We had to postpone the work.
But one director, People's Artist of USSR, Nikolai Mashchenko said:
- Svetlana Gennadievna, let me give you a bouquet of roses.
Seeing the flowers, the actress said softly:
- For what?
After a short silence, the director said:
- In a bad shot.
На мгновение растерявшись, Светлана улыбнулась:
— За это не возьму розы, да еще такие красивые.
— Мы дарим вам розы с верой в ваш талант... в то, что роль Елены — ваша роль. И в то, что вы сможете создать образ этой русской девушки.
Прижав цветы к груди, Светлана долго стояла в задумчивости, будто издалека медленно возвращаясь к самой себе.
Съемки в тот день прошли успешно. Актриса играла вдохновенно.

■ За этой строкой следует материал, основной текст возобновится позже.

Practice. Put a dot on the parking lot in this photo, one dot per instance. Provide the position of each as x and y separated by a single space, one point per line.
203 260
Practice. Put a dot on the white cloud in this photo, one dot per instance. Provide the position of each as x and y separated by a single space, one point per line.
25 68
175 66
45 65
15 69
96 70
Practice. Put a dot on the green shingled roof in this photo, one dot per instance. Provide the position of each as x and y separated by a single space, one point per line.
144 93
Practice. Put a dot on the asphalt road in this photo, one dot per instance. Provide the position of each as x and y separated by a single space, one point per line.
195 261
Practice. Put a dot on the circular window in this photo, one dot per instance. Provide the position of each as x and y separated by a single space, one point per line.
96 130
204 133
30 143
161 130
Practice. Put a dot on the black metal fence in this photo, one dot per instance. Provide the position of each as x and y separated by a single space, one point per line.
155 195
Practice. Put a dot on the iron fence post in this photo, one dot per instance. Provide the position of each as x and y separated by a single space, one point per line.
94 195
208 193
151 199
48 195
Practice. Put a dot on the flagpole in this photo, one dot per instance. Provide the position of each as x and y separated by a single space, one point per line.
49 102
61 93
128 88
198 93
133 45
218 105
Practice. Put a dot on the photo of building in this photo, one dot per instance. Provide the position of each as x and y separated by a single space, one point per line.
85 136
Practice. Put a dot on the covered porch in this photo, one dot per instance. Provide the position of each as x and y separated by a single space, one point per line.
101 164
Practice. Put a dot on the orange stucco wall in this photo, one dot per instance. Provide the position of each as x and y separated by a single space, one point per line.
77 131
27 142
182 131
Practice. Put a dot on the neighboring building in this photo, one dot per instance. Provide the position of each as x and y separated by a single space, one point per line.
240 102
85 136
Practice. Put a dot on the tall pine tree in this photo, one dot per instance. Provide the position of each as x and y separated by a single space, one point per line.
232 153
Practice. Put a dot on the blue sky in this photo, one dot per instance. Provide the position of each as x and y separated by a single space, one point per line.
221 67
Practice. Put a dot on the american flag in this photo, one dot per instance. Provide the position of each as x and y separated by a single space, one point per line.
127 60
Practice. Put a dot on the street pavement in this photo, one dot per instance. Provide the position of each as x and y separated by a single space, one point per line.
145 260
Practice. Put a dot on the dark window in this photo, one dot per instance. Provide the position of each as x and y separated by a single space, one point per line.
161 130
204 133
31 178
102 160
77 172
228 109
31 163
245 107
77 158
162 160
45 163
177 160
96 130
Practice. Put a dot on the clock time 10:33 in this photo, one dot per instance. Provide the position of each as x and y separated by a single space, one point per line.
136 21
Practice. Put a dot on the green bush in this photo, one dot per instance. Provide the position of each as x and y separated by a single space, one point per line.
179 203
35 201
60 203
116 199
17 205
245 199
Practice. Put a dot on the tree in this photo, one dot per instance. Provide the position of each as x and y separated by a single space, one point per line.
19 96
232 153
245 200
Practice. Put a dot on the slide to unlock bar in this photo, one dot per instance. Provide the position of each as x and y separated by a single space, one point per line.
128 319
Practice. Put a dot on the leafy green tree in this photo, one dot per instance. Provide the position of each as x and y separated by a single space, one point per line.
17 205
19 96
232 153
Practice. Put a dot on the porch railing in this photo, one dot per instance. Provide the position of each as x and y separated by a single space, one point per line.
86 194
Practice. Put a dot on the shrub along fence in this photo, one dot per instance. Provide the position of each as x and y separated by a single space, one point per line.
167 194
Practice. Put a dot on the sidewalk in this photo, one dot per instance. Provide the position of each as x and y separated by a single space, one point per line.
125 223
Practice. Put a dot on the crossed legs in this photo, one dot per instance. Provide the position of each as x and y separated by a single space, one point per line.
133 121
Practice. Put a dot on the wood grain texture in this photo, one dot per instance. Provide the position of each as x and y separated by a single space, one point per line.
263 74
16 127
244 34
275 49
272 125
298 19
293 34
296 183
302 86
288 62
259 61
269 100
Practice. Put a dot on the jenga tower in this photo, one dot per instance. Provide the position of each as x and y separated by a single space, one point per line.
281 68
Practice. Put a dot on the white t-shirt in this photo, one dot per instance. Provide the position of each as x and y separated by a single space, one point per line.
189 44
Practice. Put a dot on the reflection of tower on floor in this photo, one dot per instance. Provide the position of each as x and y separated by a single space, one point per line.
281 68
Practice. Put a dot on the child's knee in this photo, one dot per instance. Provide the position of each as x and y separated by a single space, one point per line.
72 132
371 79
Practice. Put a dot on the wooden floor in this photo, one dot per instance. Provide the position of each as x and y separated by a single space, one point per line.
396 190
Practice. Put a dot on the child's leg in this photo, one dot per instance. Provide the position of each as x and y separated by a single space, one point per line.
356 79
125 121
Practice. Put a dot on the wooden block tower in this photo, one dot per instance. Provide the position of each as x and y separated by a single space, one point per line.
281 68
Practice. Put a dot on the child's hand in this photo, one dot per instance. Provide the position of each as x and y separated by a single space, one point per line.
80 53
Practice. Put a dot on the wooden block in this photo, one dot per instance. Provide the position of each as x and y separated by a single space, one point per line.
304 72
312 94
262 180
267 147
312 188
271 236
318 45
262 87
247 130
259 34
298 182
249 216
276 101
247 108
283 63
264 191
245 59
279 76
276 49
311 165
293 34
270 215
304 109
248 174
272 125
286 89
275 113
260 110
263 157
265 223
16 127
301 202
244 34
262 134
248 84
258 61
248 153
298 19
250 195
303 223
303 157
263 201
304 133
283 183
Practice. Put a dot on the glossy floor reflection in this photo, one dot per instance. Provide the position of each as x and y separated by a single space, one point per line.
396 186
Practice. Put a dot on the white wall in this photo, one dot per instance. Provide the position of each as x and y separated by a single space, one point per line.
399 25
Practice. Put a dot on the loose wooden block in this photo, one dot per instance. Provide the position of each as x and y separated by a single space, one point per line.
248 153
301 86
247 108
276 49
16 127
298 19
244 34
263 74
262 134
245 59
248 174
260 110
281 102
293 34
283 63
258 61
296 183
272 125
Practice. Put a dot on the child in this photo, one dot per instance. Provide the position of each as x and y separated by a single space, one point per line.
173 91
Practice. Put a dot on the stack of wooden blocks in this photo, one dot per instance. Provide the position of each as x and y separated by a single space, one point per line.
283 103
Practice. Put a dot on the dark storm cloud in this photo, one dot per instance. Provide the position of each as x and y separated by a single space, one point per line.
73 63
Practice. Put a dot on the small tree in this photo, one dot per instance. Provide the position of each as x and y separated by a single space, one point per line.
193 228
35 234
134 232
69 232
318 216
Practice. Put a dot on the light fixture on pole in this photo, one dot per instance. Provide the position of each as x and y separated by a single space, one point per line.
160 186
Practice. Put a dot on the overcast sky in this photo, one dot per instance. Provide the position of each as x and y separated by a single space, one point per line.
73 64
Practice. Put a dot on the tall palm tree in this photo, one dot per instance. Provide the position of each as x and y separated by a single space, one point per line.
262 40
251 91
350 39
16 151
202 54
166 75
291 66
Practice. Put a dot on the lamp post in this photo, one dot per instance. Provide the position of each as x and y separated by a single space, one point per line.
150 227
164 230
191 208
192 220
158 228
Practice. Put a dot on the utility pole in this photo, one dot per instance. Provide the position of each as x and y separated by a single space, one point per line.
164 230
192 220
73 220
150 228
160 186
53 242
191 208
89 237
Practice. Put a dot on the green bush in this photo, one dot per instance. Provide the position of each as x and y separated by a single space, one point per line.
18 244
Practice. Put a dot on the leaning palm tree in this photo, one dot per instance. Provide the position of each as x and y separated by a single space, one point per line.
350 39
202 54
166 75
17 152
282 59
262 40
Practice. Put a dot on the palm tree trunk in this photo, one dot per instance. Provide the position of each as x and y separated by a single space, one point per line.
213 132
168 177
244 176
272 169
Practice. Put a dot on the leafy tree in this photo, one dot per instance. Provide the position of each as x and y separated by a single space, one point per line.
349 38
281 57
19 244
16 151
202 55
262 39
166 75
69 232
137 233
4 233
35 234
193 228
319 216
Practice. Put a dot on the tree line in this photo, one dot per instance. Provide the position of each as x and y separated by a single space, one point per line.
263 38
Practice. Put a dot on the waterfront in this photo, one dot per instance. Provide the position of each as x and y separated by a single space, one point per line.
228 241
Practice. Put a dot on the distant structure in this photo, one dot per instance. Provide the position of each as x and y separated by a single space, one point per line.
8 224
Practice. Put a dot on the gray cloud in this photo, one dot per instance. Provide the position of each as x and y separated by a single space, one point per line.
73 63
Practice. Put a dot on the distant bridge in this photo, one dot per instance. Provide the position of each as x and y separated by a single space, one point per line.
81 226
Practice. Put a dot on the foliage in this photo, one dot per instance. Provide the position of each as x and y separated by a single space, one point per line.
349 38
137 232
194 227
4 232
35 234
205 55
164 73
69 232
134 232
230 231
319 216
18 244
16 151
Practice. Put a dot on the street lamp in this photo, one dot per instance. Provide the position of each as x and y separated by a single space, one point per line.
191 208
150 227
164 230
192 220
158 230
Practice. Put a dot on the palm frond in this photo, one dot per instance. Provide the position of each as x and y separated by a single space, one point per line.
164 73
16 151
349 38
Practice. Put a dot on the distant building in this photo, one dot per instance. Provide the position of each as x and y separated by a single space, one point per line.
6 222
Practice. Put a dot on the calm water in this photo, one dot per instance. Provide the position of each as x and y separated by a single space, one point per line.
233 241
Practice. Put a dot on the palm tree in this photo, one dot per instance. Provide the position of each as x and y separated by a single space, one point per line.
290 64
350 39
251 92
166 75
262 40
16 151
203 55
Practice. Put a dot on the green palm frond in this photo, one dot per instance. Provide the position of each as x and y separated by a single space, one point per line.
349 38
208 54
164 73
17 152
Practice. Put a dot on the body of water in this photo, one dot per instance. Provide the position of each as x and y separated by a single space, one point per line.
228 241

Глубина ее чувств, раскованность, искренность, легкость движений — все было одухотворено внутренним светом».
«Советский экран», октябрь 1985 г., № 19, с.
17.
Как можно объяснить столь внезапное проявление творческого вдохновения актрисы?
Сергей, учащийся техникума, был приглашен в гости к сокурснице, которая жила вдвоем с матерью. Чтобы сделать девушке приятное, юноша купил букетик первых фиалок.
Дверь открыла мать.
— Добрый день, Мария Петровна, а Таня дома?

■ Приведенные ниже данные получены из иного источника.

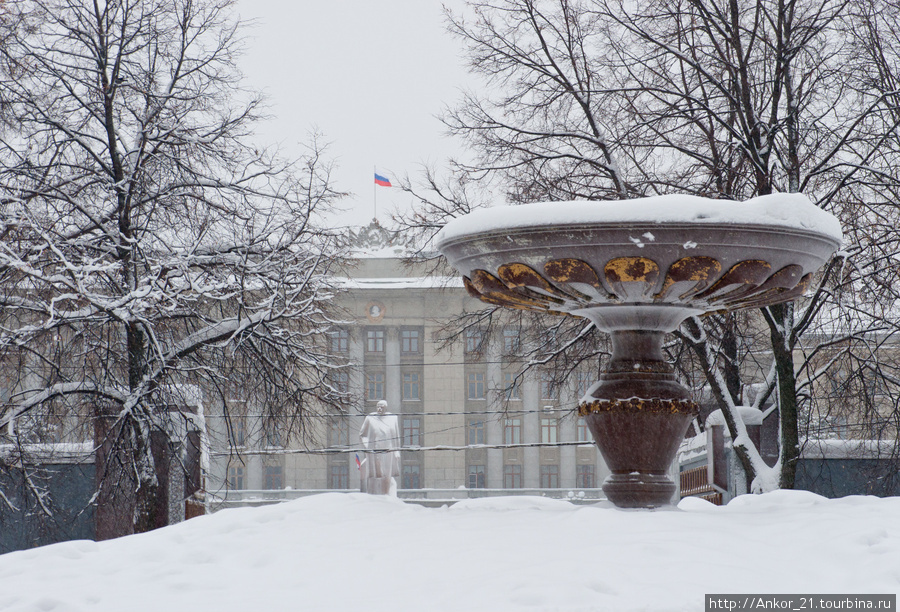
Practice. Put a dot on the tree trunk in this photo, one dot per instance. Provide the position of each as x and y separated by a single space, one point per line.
781 321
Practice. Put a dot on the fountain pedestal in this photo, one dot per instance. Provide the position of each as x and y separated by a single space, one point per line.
638 414
637 269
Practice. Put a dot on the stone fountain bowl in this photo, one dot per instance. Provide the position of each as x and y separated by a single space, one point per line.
641 264
637 269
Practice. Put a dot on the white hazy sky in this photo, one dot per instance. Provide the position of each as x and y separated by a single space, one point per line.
370 76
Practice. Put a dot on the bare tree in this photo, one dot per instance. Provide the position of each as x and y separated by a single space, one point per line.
149 247
603 99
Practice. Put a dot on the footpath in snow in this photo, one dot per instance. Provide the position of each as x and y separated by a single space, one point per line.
341 551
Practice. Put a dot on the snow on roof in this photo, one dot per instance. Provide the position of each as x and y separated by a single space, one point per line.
848 449
416 282
749 414
375 241
50 452
789 210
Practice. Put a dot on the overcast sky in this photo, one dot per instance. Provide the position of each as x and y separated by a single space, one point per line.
370 76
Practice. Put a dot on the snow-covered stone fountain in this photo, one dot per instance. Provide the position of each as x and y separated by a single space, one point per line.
637 269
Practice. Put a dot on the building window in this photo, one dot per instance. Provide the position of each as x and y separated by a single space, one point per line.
512 431
274 475
339 477
341 381
584 476
476 385
410 477
510 341
549 431
238 431
548 388
409 341
583 382
475 432
236 477
476 477
512 476
375 341
549 476
340 341
339 432
273 433
474 340
511 386
411 389
584 434
375 386
412 431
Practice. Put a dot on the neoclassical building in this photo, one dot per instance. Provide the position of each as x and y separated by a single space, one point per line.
469 424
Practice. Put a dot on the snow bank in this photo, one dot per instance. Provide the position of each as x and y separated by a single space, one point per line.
339 551
789 210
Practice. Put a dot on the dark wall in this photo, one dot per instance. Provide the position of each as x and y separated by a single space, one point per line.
70 487
840 477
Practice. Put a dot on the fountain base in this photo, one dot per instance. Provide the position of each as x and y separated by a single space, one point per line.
638 439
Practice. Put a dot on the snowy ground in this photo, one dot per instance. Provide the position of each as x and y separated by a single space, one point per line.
355 552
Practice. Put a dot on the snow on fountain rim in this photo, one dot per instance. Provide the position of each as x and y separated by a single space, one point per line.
787 210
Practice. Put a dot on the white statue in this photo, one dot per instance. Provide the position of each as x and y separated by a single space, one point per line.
380 436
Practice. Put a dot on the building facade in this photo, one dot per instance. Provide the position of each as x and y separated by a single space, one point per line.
470 421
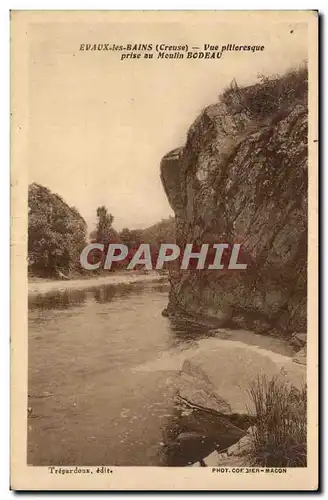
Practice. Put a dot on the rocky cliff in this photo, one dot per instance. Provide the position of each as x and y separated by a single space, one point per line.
241 178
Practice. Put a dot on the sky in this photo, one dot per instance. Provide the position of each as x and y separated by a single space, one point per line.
98 126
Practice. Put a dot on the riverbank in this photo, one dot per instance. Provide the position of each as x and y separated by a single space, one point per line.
47 286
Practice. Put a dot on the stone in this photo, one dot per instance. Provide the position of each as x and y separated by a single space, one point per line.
242 447
212 459
300 357
195 387
219 376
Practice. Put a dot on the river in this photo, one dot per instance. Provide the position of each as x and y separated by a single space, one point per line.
97 393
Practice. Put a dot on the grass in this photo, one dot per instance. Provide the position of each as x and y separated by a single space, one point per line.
269 95
279 438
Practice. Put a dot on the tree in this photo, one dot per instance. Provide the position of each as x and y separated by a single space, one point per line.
56 232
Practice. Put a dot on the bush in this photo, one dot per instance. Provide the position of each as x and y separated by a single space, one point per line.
279 438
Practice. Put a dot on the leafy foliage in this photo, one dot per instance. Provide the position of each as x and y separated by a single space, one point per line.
104 229
281 424
56 232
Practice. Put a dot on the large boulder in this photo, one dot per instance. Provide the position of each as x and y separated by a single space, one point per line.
219 378
241 177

— Пожалуйста, проходи. Дочка, к тебе гость.
Когда вышла Таня, Сергей вручил ей цветы: «Это тебе, ты ведь любишь фиалки».
Достаточно ли учтив был юноша?
В магазине «Книга» между пожилым покупателем и продавцом состоялся следующий диалог:
— Мужчина, сначала заплатите за выбранные книги, а уж потом пройдете в букинистический отдел.
— Скажите, пожалуйста, а вам не режет слух слово «мужчина»? По-моему, правильнее было бы сказать «гражданин» или «товарищ»?

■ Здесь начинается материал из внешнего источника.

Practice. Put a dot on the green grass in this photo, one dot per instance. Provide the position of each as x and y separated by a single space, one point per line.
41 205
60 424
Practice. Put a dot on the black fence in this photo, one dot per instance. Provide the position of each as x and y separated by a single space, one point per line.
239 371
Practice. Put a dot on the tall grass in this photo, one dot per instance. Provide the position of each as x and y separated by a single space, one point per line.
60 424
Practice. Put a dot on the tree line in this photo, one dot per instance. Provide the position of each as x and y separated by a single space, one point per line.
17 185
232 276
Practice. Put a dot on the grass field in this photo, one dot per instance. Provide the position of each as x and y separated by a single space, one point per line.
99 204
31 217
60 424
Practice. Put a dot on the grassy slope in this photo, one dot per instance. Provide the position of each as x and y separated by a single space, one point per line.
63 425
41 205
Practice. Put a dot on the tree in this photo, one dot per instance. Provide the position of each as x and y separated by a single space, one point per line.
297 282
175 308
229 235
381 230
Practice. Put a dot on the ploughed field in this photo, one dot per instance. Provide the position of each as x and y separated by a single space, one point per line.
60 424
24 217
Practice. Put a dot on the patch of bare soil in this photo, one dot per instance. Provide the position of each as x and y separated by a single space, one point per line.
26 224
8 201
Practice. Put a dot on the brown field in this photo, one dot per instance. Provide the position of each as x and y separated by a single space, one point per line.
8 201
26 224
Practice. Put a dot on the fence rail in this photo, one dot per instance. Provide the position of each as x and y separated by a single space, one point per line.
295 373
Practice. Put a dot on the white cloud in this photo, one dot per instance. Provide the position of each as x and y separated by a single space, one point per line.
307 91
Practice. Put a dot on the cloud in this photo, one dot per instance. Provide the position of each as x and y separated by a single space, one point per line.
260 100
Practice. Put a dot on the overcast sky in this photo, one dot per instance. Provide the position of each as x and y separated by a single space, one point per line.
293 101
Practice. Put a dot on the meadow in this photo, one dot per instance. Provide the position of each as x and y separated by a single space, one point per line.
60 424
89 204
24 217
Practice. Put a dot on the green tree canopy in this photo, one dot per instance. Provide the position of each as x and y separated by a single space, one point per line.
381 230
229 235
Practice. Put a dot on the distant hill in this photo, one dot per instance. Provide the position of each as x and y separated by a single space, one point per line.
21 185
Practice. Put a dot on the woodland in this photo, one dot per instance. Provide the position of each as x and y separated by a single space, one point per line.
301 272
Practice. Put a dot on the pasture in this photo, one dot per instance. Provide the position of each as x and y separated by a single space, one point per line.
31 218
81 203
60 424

— Но ведь вы же не женщина, а мужчина! Я же вас не оскорбила!
Как следовало бы обратиться продавцу к покупателю и покупателю к продавцу?
«Всякий разговор, даже о погоде, она непременно сводила на спор. У нее была какая-то страсть — ловить всех на слове, уличать в противоречии, придираться к фразе. Вы начинаете говорить с ней о чем-нибудь, а она пристально смотрит вам в лицо и вдруг перебивает: «Позвольте, позвольте, Петров, третьего дня вы говорили совсем проти-воположное!» ...Если вы сострили или сказали каламбур, тотчас же вы слышите ее голос: «Это старо!» или «Это плоско!». Если же острит офицер, то она делает презрительную гримасу и говорит: «Арррмей-ская острота».
Anton Chekhov
Как можно охарактеризовать поведение Вари, - персонажа рассказа А. П. Чехова «Учитель словесности»?
«До чего же бывает неловко в присутствии людей, которые, желая произвести хорошее впечатление, злоупотребляют гиперболизированными выражениями благодарности и бесконечными извинениями в самых обычных нейтральных условиях общения. Я слышала однажды, как громоздились горы вежливости вокруг... переданной за обедом солонки: «Простите, пожалуйста, если вас не затруднит, окажите любезность, передайте мне, будьте добры, соль...» И когда просительница получила желанный предмет, то рассыпалась в ответных излияниях: «Благодарю вас, большое спасибо, очень вам признательна».
Б. В. Бушелева
А как, по вашему мнению, следовало бы вести себя в подобных ситуациях?
«По признанию родителей, почти половина старшеклассников не
учитывает в своих запросах возможностей семейного бюджета, требуя
for them to purchase expensive things, without which you can get by
tis.
В двух третях семей эти запросы удовлетворяются, причем
нередко в ущерб нуждам самих родителей». С. И. Плаксин
Как вы оцениваете поведение таких старшеклассников? А как ведете себя сами?
«Как нам кажется, один из секретов абхазского долголетия кроется именно в том, что в целом старики у нас не только не чувствуют себя ни дома, ни в обществе лишними людьми или тягостной обузой, а наоборот, вполне сознают свою полезность, полноценность, что содействует их моральной и физической стойкости и выносливости. В обществе и у себя дома, в кругу своих детей и близких, они получают все необходимое для спокойной жизни и морального удовлетворения даже в случаях длительной болезни. Именно вот эта забота, это внимание, которым их окружают все — и малые, и взрослые,— поселяют в них уверенность содействующую долголетию без одряхления».
Это вывод советского ученого-этнографа Ш. Д. Инал-Ипа.
Усматриваете ли вы связь между здоровьем пожилого человека и отношением к нему окружающих, в особенности близких?